Internet connectivity in India likely to stay affected for two weeks: Report

Internet connectivity in India likely to stay affected for two weeks: Report
Internet connectivity is likely to stay affected for the next two weeks in India as three undersea cables have suffered multilple cuts, according to a report by Livemint. The report quotes a Bharti Airtel spokesperson who informed that there have been multiple fibre cuts on SMW4, IMEWE and EIG cable systems, disrupting communication traffic between India and Europe. The spokesperson added that Bharti Airtel was working with the cable consortium for restoring services and that data traffic would be routed on alternate routes, while voice traffic had been already normalised.

It also quotes a Tata Communications spokesperson who confirmed that the SMW4 cable system suffered a cut but mentioned that the company has taken other measures to reroute customers minimising service disruption and that the restoration of the cable is under way. Bharti Airtel is part of the consortium that manages all the three cables while Tata Communications looks after SMW4 and IMEWE cables.

The SMW4(South East Asia-Middle East-West Europe 4) cable connects Singapore, Malaysia, Thailand, Bangladesh, India, Sri Lanka, Pakistan, the United Arab Emirates (UAE), Saudi Arabia, Sudan, Egypt, Italy, Tunisia, Algeria and France, while the IMEWE (India-Middle East-Western Europe) cable goes through Mumbai, Karachi, the UAE, Saudi Arabia, Egypt, Lebanon, Italy and France.The EIG(Europe India Gateway) connects Portugal, Gibraltar, Monaco, France, Libya, Egypt, Saudi Arabia, Djibouti, Oman and the UAE.

The Livemint report also clarifies that services offered by Reliance Communications and BSNL have not been affected.

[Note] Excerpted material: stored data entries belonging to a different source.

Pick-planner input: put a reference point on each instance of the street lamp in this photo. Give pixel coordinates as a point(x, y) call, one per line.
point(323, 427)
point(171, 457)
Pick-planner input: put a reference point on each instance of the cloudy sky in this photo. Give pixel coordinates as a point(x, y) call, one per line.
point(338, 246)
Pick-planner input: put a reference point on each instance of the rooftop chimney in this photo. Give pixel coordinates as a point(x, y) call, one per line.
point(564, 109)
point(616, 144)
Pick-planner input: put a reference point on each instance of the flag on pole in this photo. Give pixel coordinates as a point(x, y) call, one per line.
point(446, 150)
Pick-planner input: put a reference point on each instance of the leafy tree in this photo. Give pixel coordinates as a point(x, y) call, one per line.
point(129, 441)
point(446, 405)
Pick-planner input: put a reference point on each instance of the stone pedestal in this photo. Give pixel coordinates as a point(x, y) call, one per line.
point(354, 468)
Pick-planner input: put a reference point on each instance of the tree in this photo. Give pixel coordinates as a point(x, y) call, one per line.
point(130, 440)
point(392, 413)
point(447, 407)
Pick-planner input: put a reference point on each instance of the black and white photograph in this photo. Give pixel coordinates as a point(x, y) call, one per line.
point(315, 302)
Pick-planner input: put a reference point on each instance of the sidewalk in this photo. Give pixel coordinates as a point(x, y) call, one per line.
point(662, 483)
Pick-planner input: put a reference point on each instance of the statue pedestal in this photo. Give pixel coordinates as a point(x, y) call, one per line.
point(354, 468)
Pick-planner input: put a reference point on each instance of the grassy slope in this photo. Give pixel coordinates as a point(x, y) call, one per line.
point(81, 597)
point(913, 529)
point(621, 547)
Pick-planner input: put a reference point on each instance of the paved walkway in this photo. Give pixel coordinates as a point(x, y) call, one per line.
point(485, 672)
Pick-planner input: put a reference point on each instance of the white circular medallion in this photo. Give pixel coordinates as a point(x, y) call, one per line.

As we reported earlier the Internet has been majorly affected since the last two days with cable cuts, outages and a cyber war going on between two Internet companies.

While the cause of the cuts is still not clear reports indicate that three divers were caught by Egypt's coastguard trying to cut through an undersea Internet cable.

One of the other major reasons for the slowdown was a tiff between Spamhaus, a group fighting spam and Cyberbunker, a Dutch company that hosts Web sites said to be sending spam that led to one of the largest computer attacks on the Internet, causing widespread congestion and jamming crucial infrastructure around the world.